Est-ce qu’il va falloir vivre le chaos pour que les francophones en Amérique se retrouvent et s’imposent…
Soublière réfléchit à la langue, la culture, ce qui fait une identité, cherche de nouvelles valeurs avec les trentenaires, remet en question sa vie, ses amours, mais ne peut imaginer qu’un retour en arrière et cela me dérange beaucoup. La pensée tribale n’est certainement pas une solution. Pourquoi ne pas avoir fait un bon en avant et imaginer un Québec indépendant ? Pourquoi associer la création du territoire national à une perte ?
Somme toute, l’écrivain en arrive à la conclusion que la famille, l’amour des siens, de ses proches importe plus que tout. Dans la nécessité, les conflits de générations s’effacent.
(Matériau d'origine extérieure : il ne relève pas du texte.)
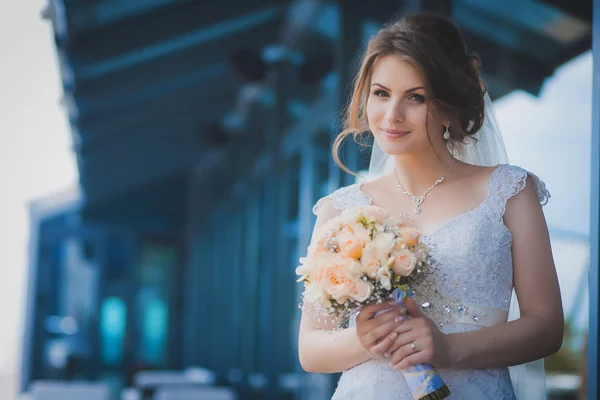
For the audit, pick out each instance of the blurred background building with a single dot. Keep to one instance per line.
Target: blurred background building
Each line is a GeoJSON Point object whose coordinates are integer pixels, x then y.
{"type": "Point", "coordinates": [202, 137]}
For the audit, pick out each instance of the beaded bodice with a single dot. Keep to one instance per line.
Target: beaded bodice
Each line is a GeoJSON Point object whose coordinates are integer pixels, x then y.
{"type": "Point", "coordinates": [470, 256]}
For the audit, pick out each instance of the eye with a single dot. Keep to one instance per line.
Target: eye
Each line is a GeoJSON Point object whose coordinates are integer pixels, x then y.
{"type": "Point", "coordinates": [418, 98]}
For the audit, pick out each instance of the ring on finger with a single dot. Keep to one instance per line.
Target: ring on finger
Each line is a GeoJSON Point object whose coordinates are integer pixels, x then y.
{"type": "Point", "coordinates": [413, 347]}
Le rapport au territoire, la langue, la collectivité alors prennent un tout autre sens.
Cette fiction avec ses rebondissements m’a fait oublier souvent le questionnement de Soublière. La réflexion cède le pas devant la fiction.

CONVICTIONS

Soublière n’a pas ébranlé mes convictions et mon engagement politique. La Maison mère possède la grande qualité cependant de jongler avec certains concepts que l’on ne prend guère la peine de considérer et qui agacent souvent les médias de masse.
Le retour à la loi du plus fort ne me fascine pas particulièrement. Pourquoi ce ne serait pas le contraire qui se manifeste, l’entraide, le partage et l’amitié ? C’est une vision très égoïste de la société que de réduire le collectif à son groupe d’amis. Il me semble que le Québec dans lequel je vis est beaucoup plus solide que ça et qu’il est capable de réagir collectivement. Nous l’avons vécu lors de la crise du verglas ou encore le déluge au Saguenay. Pas nécessaire de renoncer à soi pour faire sa place en Amérique. Il faut plutôt se donner une identité solide, devenir une nation pour exister dans l’œil de l’autre. Se diluer dans le grand tout comme le suggère Alexandre Soublière est la fin de tout et la perte de sa langue, son identité, ce qui fait du Québécois un être distinct. Je sais aussi que pour bien des jeunes, les idées que j’énonce ici peuvent sembler archaïques, mais j’y tiens, ce sont des idées qui m’accompagnent depuis fort longtemps et que le temps n'a pas rendu obsolètes.


LA MAISON MÈRE, un ESSAI d’ALEXANDRE SOUBLIÈRE publié chez BORÉAL ÉDITEUR, 2018, 288 pages, 26,95 $.